Les Français à New York [suite]


Les Français à New York [suite]  

Adapté de

Baguette me to New York

de Stefanie Cohen    dans le New York Post       25 aout 2011

EPISTRPH 2      « New York est la grande sœur de Paris», explique Aymeric Pasquier, l’organisateur des Dîners en Blanc. «C’est la ville la plus européenne sur la côte Est. Donc, beaucoup de Français y résident. En tant que Parisiens, ils rêvent toujours de New York, alors organiser cet événement c’est en quelque sorte un rêve pour moi. “

À certains égards, la population française de New York est le contraire de ce à quoi on s’attend.

Au lieu que comme pendant les années 20 ce soit les Américains mécontents qui quittent l’austérité de New York pour un Paris plus artistiquement disposé, ce sont aujourd’hui les artistes qui trouvent leurs muses dans les rues de New York.
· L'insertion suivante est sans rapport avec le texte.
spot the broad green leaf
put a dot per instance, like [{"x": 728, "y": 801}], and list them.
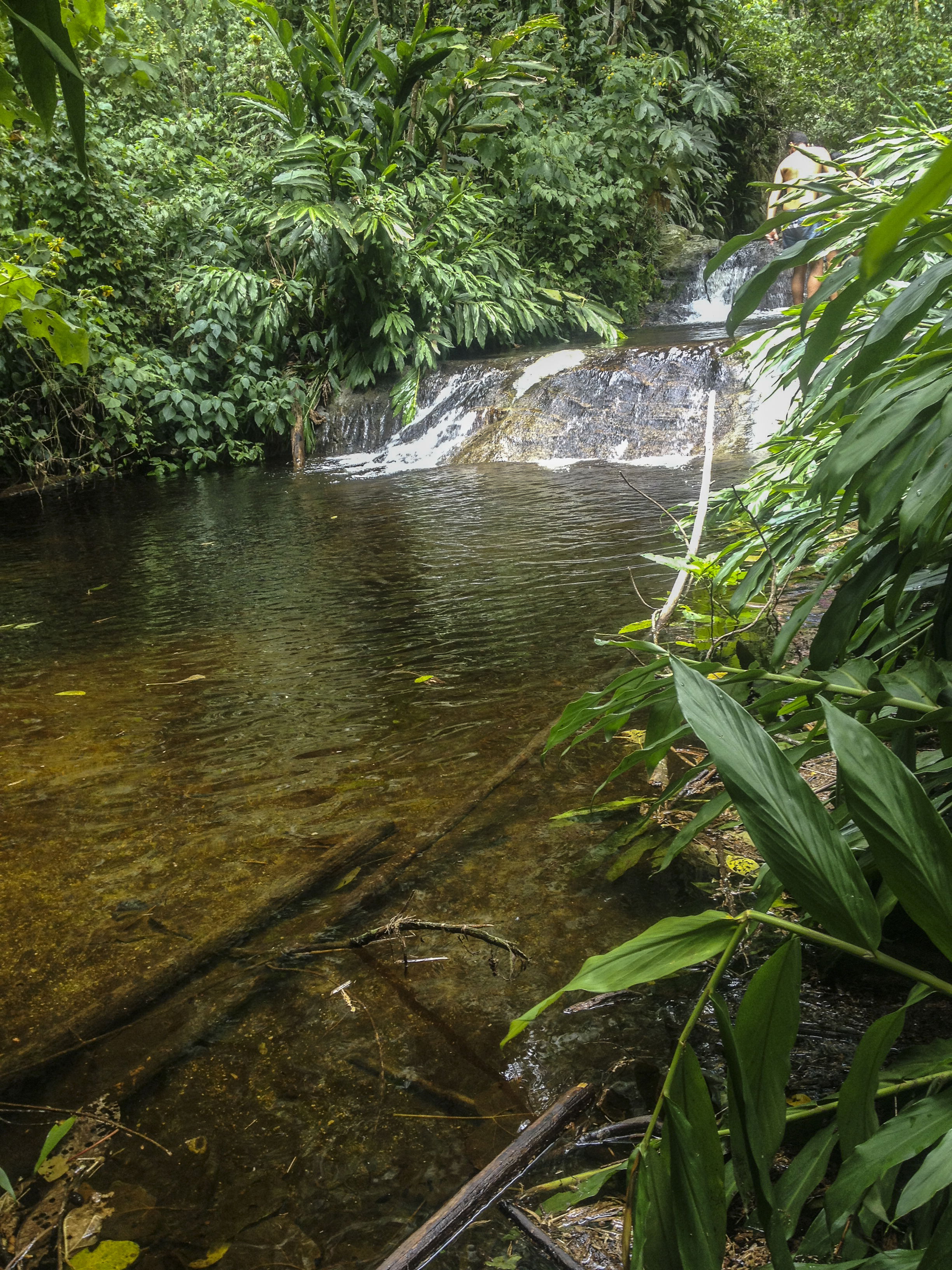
[
  {"x": 902, "y": 1138},
  {"x": 52, "y": 1140},
  {"x": 938, "y": 1252},
  {"x": 899, "y": 317},
  {"x": 753, "y": 291},
  {"x": 629, "y": 859},
  {"x": 69, "y": 343},
  {"x": 668, "y": 947},
  {"x": 582, "y": 1191},
  {"x": 621, "y": 696},
  {"x": 875, "y": 428},
  {"x": 921, "y": 1061},
  {"x": 786, "y": 821},
  {"x": 856, "y": 1113},
  {"x": 909, "y": 840},
  {"x": 928, "y": 498},
  {"x": 842, "y": 617},
  {"x": 932, "y": 1177},
  {"x": 802, "y": 1178},
  {"x": 766, "y": 1032},
  {"x": 931, "y": 191},
  {"x": 655, "y": 1237},
  {"x": 854, "y": 675},
  {"x": 746, "y": 1138},
  {"x": 696, "y": 1169},
  {"x": 918, "y": 682},
  {"x": 37, "y": 67},
  {"x": 664, "y": 722}
]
C’est le cas de la styliste Parisienne Juliette Longuet qui est venue à New York pour lancer sa ligne de mode parce que, dit-elle,

Ce qui est tous a fait unique, c’est énergie des gens que vous rencontrez de différentes nationalités et horizons qui vous tombe dessus, leur ouverture d’esprit et les facilités qu’ils offrent à vous aider à développer vos projets et à vous présenter à leurs relations. C’est tout à fait unique. “

Et puis Paris peut être assez étouffant.

” Paris n’est pas le même melting-pot et la qualité de vie y paraît davantage un problème qu’autre chose » dit-elle. «Les Parisiens ont moins d’énergie et sont moins aptes à prendre des risques. Ils ont donc moins l’esprit d’entreprise. Les organismes et les règlements  gouvernementaux n’y favorisent pas l’esprit de start-up autant qu’aux États-Unis “.

Saraiva aime aussi la fluidité qu’offre la ville.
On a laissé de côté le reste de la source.